Luego, caminó hacia mí y, cuando llegó, me dijo: “es grande ¿no?”. Me quedé
perpleja. ¿Qué cosa?, le dije como si fuera una conversación ya empezada y
absolutamente normal y cotidiana. “Mi músculo”, respondió tensando su brazo
derecho con el puño hacia arriba. Comprendí qué hacía delante de los vidrios
del auto: se miraba los bíceps… “Sí”, le confirmé y seguí mi camino
aprovechando una brisa fresca hermosa. Me dio ternura ese mundo suyo donde vaya
a saber por qué los músculos son tan importantes. 

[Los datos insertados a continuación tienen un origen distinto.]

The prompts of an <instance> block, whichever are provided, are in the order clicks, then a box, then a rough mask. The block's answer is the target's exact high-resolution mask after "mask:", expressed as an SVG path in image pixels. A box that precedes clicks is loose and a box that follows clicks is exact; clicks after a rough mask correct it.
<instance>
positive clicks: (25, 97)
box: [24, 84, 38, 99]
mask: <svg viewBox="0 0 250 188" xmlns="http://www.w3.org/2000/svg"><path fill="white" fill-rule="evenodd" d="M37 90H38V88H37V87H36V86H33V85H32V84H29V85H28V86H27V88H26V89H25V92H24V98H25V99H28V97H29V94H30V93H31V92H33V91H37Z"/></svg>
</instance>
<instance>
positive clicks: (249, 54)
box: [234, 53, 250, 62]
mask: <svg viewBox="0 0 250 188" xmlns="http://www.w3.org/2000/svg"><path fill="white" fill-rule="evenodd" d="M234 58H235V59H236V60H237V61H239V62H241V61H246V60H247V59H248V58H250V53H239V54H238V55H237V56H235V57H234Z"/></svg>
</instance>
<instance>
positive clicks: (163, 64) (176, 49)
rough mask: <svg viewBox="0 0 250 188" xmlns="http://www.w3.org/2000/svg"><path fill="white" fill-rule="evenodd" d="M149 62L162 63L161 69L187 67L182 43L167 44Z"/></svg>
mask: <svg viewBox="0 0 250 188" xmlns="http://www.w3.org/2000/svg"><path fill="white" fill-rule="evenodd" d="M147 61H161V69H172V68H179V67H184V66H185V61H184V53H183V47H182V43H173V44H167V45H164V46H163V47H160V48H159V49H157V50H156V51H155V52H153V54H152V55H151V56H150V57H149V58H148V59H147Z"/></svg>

Antes, me había cruzado con otro que me sonrió mucho y aduló mi bastón
porque le vio la banqueta. “¡Qué hermoso bastón!”, exclamó admirado. “Tiene
banquito”, le respondí devolviéndole la sonrisa. “¡Sí, me encanta!”. El mundo
Borda está lleno de este tipo de diálogos en los que una se queda atrapada y se
mimetiza. 
Mientras todo eso pasa y mucho más, los parques del Borda están llenos de pájaros: gorriones, calandrias, palomas y hasta algunos aguiluchos revolotean entre los seres que transitan y habitan el hospital. Los árboles, añosos y gigantescos, en esta época también frondosos, son parte de la belleza de los parques que rodean los enormes pabellones, donde todo vive, como los agapantus en flor diseminados por todas partes.
El Borda es un submundo dentro de ese gran mundo de los que estamos afuera.
Tiene sus códigos y sus reglas, sus costumbres, sus encantos y sus particularidades.
Y, también, tiene paz. Aunque parezca paradojal o extraño o extravagante, disfruto
mucho ir una vez al mes y sentirme integrada en ese submundo tan especial.